ぱたん、と襖の閉まる音で振り返ると、春風が閉めた襖越しに耳を澄ませていた。
「どこにいるの」
地の底を這うような低音が響き、右から左へと着物を引き摺る音を立ててあやかしが通り過ぎていく。
どこか恨めしげに響く声は、かすれた女性の声に聞こえた。
「書庫の方へ向かったな」
気配が遠ざかり、春風は青光を安心させるように呟いた。
「あの、さっきは助けてくださってありがとうございます」
「礼なんていらない、俺はきみの守り神だからな! まあ、初仕事だなんだとけしかけて連れて行った俺が威張れることではないな。ごめんな」
「そんな、俺なら大丈夫ですから!」
申し訳なさそうな春風の姿に、青光の緊張と恐怖で震えていた体が落ち着きを取り戻す。
「あのあやかしは、俺たちを探しているんでしょうか」
「どうかな。

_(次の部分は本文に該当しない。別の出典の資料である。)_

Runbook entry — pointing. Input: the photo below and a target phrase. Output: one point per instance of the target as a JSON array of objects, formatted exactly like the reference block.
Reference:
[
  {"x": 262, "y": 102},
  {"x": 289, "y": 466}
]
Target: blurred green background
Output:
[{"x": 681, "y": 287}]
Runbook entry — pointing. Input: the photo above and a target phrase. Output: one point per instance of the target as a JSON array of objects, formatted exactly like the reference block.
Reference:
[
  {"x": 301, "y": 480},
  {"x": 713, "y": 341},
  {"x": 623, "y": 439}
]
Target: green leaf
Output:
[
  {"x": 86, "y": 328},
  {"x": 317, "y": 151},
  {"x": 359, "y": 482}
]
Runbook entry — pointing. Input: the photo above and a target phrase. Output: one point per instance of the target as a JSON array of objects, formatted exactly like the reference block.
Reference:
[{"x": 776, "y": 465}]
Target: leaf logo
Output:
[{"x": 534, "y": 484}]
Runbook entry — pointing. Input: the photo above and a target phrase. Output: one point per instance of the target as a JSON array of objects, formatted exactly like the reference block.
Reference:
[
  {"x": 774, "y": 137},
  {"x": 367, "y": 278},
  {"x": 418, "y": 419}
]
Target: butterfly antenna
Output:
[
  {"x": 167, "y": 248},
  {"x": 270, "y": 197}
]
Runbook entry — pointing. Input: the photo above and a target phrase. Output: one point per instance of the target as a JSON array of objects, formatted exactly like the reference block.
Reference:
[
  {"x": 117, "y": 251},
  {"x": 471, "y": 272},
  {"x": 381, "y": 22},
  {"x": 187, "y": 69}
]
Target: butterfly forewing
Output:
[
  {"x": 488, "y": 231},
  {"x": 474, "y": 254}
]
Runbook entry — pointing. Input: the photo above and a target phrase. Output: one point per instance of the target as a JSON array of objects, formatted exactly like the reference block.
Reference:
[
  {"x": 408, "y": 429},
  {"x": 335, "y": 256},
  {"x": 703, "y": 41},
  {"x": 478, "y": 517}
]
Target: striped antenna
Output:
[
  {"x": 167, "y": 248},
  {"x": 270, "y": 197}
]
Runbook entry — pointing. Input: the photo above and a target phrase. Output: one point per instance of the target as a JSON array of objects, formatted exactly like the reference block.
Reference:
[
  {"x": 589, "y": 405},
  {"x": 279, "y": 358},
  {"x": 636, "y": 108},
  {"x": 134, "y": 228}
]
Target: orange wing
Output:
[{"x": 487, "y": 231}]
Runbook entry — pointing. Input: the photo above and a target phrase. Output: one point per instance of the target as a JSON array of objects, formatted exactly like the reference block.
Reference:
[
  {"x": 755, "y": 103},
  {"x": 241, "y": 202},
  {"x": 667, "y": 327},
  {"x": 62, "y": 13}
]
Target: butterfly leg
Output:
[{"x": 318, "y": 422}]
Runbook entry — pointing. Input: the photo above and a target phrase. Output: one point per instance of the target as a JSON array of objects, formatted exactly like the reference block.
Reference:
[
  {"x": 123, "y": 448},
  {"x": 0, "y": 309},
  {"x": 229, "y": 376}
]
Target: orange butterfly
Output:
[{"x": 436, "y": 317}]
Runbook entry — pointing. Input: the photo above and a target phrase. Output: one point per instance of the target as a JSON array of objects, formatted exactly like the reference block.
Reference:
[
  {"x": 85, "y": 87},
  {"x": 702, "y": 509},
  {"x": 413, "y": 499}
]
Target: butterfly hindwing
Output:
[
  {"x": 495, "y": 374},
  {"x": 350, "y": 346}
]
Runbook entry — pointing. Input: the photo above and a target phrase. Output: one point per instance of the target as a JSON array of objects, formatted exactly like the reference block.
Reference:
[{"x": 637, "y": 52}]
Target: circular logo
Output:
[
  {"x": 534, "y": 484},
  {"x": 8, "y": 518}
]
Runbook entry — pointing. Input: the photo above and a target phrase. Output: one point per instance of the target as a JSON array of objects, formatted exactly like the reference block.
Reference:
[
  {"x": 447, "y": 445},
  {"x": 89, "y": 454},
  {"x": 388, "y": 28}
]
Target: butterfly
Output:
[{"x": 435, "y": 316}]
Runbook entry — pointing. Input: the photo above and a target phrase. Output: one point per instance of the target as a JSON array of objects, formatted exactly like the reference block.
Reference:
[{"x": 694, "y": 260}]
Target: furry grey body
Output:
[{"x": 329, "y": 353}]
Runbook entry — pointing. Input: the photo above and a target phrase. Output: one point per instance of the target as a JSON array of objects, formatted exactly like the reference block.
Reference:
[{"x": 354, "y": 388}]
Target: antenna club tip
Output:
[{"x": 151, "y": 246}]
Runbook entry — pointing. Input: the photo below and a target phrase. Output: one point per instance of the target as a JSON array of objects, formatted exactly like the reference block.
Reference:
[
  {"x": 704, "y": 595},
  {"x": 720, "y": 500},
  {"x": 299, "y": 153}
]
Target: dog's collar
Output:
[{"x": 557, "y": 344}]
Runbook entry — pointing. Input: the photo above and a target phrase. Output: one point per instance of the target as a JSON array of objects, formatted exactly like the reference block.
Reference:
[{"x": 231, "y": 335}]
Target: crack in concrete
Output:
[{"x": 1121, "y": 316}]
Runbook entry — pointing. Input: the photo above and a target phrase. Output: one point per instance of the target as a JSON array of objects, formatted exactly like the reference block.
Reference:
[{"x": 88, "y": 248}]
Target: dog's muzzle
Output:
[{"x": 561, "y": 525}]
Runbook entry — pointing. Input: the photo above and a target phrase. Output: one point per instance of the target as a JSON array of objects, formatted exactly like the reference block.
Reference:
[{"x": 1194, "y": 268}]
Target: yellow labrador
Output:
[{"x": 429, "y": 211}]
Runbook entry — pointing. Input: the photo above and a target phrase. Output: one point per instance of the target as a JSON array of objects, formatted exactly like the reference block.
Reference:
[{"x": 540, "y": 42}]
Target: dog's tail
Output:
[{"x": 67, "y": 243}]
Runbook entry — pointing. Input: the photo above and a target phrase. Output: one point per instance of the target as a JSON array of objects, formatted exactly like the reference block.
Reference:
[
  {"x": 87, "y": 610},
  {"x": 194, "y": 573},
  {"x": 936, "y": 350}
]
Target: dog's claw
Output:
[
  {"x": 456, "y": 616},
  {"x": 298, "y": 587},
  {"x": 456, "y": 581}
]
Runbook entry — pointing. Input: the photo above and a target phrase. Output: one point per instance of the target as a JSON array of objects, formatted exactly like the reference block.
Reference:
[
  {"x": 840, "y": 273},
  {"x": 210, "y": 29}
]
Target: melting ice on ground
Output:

何かを探す行為は未練に由来する」
「未練……まるで恨みをもっているような声でしたね」
「未練とは様々だからな。恨み、怒りや憎しみ、諦めきれない強い想い。きみの母君への想いのように」
「そんな誰かの想いを利用するなんて!」
先ほどから感じていた不快の正体に、青光は静かに怒りを燃やした。
ひどく侮辱された気持ちだった。